Cote d'Ivoire: Insalubrité urbaine - Ces bacs à ordures qui ne servent pas à grand-chose

19 Janvier 2026

Les dispositifs de collecte des déchets ménagers installés par les opérateurs du secteur à Abidjan sont bien souvent mis à mal par des riverains. Est-ce un acte d'incivisme ou un manque de culture de la propreté ?

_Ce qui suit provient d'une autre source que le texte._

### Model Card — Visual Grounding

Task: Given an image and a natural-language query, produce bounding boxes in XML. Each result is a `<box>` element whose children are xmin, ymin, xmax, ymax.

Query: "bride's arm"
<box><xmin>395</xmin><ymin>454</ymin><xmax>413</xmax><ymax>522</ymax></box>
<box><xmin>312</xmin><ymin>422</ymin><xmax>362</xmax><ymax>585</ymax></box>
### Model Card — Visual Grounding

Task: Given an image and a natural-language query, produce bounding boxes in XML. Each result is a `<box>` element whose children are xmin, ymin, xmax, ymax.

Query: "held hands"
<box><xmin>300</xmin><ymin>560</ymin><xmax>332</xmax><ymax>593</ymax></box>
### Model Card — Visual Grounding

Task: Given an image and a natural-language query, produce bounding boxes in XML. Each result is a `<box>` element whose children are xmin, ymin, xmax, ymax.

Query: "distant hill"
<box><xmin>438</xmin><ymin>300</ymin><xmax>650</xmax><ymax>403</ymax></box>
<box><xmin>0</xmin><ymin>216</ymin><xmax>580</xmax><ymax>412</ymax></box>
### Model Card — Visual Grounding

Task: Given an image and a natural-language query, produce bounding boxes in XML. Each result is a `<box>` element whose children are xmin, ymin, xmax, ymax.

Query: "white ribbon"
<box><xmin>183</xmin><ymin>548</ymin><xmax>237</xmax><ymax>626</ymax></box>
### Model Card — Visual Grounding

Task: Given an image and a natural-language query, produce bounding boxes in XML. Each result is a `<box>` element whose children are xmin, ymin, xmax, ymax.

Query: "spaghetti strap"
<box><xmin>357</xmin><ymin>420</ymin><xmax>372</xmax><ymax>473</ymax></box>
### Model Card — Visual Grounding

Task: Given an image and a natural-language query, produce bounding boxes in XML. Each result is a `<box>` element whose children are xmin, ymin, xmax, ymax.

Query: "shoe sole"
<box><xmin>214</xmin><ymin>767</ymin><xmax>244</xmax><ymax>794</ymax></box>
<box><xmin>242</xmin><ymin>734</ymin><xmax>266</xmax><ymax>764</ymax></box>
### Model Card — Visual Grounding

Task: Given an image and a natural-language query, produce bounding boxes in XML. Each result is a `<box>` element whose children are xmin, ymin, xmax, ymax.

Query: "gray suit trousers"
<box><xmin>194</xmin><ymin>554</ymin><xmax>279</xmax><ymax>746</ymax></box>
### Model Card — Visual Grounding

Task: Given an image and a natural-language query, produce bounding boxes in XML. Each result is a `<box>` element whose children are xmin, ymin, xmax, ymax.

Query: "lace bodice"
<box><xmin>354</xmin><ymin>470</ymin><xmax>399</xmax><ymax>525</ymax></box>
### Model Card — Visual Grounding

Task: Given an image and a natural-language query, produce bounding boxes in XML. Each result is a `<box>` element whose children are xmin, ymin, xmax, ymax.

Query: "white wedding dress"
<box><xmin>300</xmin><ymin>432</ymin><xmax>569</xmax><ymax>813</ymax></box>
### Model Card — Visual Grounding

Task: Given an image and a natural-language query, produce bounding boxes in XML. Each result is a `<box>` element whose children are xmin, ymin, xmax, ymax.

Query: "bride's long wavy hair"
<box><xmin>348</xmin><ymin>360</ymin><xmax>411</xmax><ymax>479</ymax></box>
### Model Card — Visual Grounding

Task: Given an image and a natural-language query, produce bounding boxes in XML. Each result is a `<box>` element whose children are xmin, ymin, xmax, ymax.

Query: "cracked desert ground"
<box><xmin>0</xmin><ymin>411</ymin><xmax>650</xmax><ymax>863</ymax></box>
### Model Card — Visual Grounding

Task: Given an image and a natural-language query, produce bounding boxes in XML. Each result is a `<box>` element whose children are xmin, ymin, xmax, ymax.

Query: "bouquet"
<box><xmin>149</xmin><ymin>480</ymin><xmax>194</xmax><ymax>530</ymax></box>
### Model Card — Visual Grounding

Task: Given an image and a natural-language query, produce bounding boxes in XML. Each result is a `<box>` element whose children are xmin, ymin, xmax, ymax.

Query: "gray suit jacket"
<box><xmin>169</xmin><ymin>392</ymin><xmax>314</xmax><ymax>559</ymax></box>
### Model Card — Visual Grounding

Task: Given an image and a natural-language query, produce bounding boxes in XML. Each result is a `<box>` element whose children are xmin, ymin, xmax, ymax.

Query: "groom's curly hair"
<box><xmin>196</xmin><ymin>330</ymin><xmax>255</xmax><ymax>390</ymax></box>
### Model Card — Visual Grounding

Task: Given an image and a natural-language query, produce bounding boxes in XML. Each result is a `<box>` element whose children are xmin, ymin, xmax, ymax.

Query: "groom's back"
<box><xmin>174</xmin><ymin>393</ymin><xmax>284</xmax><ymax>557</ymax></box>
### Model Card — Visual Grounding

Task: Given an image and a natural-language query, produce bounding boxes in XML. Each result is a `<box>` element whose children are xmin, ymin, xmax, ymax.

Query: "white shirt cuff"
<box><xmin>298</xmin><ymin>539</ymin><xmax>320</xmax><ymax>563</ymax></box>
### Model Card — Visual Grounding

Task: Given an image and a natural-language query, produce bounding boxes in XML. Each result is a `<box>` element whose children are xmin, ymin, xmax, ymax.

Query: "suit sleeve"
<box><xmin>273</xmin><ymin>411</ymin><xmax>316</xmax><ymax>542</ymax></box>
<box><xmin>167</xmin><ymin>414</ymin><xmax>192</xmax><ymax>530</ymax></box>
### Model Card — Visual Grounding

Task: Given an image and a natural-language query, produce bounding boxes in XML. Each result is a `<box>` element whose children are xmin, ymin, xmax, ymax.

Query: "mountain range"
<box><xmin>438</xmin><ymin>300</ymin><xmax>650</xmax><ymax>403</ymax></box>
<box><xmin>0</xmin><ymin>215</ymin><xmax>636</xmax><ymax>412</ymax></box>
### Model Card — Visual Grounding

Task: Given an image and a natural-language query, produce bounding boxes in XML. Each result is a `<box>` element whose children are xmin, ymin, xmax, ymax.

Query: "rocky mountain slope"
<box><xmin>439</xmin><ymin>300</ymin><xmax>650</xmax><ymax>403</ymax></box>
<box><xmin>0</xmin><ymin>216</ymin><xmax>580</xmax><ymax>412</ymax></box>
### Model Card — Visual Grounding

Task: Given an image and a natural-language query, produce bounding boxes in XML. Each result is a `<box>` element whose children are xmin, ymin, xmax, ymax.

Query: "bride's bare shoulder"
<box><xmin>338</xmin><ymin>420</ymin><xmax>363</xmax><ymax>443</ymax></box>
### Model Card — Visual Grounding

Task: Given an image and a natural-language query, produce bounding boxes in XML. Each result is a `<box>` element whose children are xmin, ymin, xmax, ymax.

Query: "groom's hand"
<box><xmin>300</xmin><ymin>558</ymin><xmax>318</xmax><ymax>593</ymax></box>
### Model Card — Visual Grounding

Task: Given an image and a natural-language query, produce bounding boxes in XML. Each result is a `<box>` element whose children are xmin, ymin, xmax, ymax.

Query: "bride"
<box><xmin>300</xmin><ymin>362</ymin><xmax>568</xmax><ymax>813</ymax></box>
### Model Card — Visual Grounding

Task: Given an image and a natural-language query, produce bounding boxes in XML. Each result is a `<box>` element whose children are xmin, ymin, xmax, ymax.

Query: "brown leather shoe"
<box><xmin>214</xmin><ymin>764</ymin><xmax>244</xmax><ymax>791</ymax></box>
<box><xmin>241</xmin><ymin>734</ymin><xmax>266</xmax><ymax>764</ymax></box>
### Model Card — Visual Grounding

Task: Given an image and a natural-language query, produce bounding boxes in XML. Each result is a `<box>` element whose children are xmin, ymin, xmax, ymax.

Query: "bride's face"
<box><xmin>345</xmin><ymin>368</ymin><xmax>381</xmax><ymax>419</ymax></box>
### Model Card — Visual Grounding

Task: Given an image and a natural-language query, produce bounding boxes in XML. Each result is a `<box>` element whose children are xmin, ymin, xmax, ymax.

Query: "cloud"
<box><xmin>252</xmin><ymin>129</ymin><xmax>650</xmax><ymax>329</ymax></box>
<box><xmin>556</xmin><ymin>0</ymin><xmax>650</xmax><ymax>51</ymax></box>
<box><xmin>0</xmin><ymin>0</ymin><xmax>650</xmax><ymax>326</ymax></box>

Un bac à ordures pas encore plein, au pied duquel jonchent des tas de déchets et d'immondices, recouverts de nuées de mouches et dégageant une odeur pestilentielle. C'est le triste et dégradant tableau qui s'offre, le 14 janvier, aux passants sur le terre-plein du boulevard principal de Kouté, dans la commune de Yopougon, à quelques encablures des feux tricolores au carrefour de la paroisse Saint-Laurent. De l'autre côté de la voie, une adolescente, une bassine d'ordures sur la tête, semble s'impatienter. Au passage du feu au vert pour piétons, elle traverse d'un pas alerte et fonce sur le bac à ordures.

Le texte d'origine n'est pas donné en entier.